Questions about performing quality control with dada2 and generating a feature table

When using DADA2 for quality control and feature table construction with paired-end sequences, I employ the following code:

qiime dada2 denoise-paired --i-demultiplexed-seqs paired-end-demux.qza --p-trunc-len-f XXX--p-trunc-len-r XXX --o-table table.qza --o-representative-sequences rep-seqs.qza --o-denoising-stats denoising-stats.qza

Sometimes the quality control results are quite good, ultimately retaining over 85% of the reads after removing chimeras, contaminants, and other artifacts. However, sometimes the processed data ends up retaining only a fraction of a percent of the reads. Moreover, there are also many cases of singleton ASVs.

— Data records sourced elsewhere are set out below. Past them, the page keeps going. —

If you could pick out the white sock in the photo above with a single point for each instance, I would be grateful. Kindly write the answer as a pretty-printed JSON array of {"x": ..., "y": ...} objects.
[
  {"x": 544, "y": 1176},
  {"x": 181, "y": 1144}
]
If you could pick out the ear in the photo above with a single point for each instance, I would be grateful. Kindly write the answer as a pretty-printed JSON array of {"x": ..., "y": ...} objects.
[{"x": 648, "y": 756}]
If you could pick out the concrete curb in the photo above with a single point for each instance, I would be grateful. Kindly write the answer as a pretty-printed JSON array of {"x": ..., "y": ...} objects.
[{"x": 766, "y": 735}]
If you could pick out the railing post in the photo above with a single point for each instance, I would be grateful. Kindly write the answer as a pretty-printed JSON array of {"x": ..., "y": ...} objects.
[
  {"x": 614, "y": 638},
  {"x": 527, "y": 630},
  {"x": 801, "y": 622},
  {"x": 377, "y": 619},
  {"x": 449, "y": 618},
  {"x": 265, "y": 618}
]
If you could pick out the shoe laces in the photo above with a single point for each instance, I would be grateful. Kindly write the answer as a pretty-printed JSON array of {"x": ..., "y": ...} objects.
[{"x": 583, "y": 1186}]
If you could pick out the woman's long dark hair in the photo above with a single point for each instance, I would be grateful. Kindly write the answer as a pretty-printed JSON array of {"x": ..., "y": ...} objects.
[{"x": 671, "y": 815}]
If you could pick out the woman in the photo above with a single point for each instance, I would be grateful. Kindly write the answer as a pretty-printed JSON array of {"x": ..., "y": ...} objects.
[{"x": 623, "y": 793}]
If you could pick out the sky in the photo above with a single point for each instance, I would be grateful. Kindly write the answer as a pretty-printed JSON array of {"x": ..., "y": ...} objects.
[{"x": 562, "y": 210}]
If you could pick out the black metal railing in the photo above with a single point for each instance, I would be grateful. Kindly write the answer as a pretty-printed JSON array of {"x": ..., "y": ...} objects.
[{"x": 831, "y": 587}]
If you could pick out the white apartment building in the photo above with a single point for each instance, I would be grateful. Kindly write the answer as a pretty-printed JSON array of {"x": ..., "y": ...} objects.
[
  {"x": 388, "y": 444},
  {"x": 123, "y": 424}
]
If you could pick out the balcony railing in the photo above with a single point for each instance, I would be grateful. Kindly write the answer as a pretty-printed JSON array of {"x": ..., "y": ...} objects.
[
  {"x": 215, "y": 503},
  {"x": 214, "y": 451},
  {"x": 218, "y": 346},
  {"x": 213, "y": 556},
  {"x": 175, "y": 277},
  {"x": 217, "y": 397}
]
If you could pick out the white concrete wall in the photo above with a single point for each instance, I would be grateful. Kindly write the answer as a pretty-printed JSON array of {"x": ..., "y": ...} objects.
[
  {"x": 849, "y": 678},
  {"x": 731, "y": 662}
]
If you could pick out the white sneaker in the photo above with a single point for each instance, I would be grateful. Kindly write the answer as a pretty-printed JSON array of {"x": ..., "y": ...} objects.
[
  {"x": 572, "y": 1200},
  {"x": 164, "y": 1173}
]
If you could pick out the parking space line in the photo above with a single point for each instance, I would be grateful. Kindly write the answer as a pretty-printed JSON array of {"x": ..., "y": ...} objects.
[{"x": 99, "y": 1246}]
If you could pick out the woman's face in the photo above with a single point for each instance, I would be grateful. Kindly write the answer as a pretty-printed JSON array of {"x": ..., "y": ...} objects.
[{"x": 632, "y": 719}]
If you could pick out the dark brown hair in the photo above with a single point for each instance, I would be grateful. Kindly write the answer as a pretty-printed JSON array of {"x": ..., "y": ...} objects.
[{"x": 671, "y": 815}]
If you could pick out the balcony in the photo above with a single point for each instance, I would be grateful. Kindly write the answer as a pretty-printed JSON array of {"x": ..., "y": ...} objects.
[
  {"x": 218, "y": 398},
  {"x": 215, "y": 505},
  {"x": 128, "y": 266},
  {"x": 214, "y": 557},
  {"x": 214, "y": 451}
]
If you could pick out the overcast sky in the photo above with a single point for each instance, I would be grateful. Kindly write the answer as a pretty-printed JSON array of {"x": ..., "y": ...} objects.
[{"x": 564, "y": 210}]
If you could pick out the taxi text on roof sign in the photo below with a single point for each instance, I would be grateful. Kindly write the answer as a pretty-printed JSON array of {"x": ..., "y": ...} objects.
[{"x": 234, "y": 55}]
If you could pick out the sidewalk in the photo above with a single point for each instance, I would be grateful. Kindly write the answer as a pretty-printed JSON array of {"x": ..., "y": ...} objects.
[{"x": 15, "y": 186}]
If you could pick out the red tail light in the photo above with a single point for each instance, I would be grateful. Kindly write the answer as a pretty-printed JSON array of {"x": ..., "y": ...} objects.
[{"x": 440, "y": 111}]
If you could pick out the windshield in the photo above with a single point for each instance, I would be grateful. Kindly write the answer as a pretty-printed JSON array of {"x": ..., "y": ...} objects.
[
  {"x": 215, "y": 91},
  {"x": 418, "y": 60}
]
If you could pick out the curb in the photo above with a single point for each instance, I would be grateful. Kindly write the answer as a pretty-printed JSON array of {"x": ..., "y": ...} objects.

But I think the main issue lies in how to set the --p-trunc-len-f/r parameters based on this paired-end-demux. However, I really don't know how to interpret these quality control plots. Sometimes I get the quality control right, and sometimes I don't.


My qiime2 version is 2024.2. Thanks a lot !

Fu Yang

Hello!

It is a compromise between the truncation and the remaining overlapping region!

Based on your screenshot, the values you set for truncation allowed most of your reads to pass quality filtering, but at the cost of a smaller overlapping region (low merging rate). Your options are:

  • increase the truncation values.
  • decrease the minimum overlap size (from default 12 to a lower value).

You can play with both parameters to find the combination that will recover the highest number of reads.

Thank you so much dear professor, And I'll reset my parameters.

Let me have try. So many thanks.